A point soujrce of light is placed 4 m below the surface of water of refractive index `(5)/(3).` The minimum diameter of a disc, which should be placed over the source, on the surface of water to cut off alol light coming out of water is

To solve the problem, we need to find the minimum diameter of a disc that should be placed over a point source of light located 4 meters below the surface of water with a refractive index of \( \frac{5}{3} \). The disc will cut off all light coming out of the water, which means we need to consider the critical angle for total internal reflection. ### Step-by-Step Solution: 1. **Determine the Critical Angle:** The critical angle \( \theta_c \) can be calculated using the formula: \[ \sin \theta_c = \frac{1}{\mu} \] where \( \mu \) is the refractive index of water. Given \( \mu = \frac{5}{3} \): \[ \sin \theta_c = \frac{1}{\frac{5}{3}} = \frac{3}{5} \] Now, we find \( \theta_c \): \[ \theta_c = \sin^{-1}\left(\frac{3}{5}\right) \] 2. **Calculate the Critical Angle:** Using a calculator or trigonometric tables, we find: \[ \theta_c \approx 37^\circ \] 3. **Set Up the Geometry:** The light rays that emerge from the point source at an angle greater than \( \theta_c \) will undergo total internal reflection. We need to find the radius \( R \) of the circle on the surface of the water that corresponds to this critical angle. 4. **Use Trigonometry to Find the Radius:** From the point source, we can draw a right triangle where: - The height from the source to the surface of the water is \( 4 \) m. - The angle at the point source is \( \theta_c \).
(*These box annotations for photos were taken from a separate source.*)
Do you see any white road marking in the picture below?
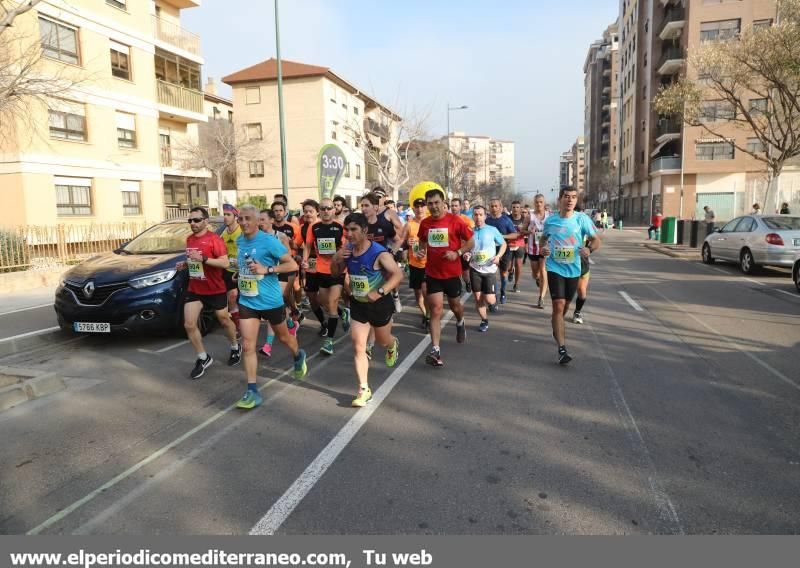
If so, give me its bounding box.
[619,290,644,312]
[250,294,469,535]
[0,326,61,343]
[0,302,53,316]
[588,324,684,535]
[27,335,349,535]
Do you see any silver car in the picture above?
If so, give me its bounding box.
[703,215,800,274]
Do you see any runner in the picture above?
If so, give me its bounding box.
[258,209,294,357]
[508,200,526,294]
[303,199,350,355]
[486,198,518,304]
[178,207,242,380]
[539,187,600,365]
[450,197,475,292]
[417,182,475,367]
[464,205,508,333]
[525,193,550,310]
[406,195,431,329]
[222,203,242,331]
[331,213,403,407]
[236,205,308,410]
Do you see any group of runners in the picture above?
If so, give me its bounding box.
[179,182,600,409]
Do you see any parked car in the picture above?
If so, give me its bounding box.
[702,215,800,274]
[54,217,225,334]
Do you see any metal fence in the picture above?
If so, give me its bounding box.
[0,221,154,272]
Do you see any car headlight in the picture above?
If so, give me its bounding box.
[128,269,176,289]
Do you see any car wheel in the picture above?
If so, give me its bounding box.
[739,249,756,274]
[703,243,715,264]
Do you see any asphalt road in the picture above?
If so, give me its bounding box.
[0,231,800,534]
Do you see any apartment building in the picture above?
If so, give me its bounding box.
[610,0,800,222]
[223,59,401,207]
[0,0,208,225]
[576,22,620,203]
[442,132,516,195]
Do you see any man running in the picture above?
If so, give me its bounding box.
[486,198,519,304]
[303,199,350,355]
[406,198,431,329]
[417,183,475,367]
[222,203,242,330]
[508,200,526,294]
[539,187,600,365]
[178,207,242,380]
[464,205,508,333]
[525,193,550,310]
[331,213,403,407]
[236,205,308,410]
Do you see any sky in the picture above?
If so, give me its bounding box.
[181,0,619,193]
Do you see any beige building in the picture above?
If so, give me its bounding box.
[0,0,206,225]
[223,59,401,207]
[609,0,800,222]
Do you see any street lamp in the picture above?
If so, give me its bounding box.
[444,103,469,197]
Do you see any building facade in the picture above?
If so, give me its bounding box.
[223,59,401,207]
[0,0,207,225]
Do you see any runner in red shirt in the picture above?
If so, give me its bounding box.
[178,207,242,379]
[416,182,474,367]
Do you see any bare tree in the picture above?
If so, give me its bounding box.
[654,0,800,210]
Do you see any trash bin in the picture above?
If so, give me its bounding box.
[658,217,678,245]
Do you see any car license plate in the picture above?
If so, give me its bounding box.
[72,321,111,333]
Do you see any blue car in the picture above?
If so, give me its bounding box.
[54,217,225,334]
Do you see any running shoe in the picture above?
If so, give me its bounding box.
[425,349,444,367]
[228,343,242,367]
[385,337,400,367]
[236,389,264,410]
[319,338,333,355]
[558,347,572,365]
[294,349,308,379]
[189,355,214,380]
[341,308,350,333]
[456,322,467,343]
[351,387,372,408]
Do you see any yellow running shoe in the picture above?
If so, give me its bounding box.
[353,387,372,408]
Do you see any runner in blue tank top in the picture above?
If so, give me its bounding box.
[331,213,403,407]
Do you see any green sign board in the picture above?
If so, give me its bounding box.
[317,144,347,200]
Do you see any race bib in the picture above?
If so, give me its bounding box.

Using the tangent function: \[ \tan(\theta_c) = \frac{R}{4} \] We know that: \[ \tan(37^\circ) = \frac{3}{4} \] Therefore, we can set up the equation: \[ \frac{3}{4} = \frac{R}{4} \] 5. **Solve for Radius \( R \):** Rearranging the equation gives: \[ R = 3 \text{ m} \] 6. **Calculate the Diameter:** The diameter \( D \) of the disc is twice the radius: \[ D = 2R = 2 \times 3 = 6 \text{ m} \] ### Final Answer: The minimum diameter of the disc that should be placed over the source to cut off all light coming out of the water is **6 meters**.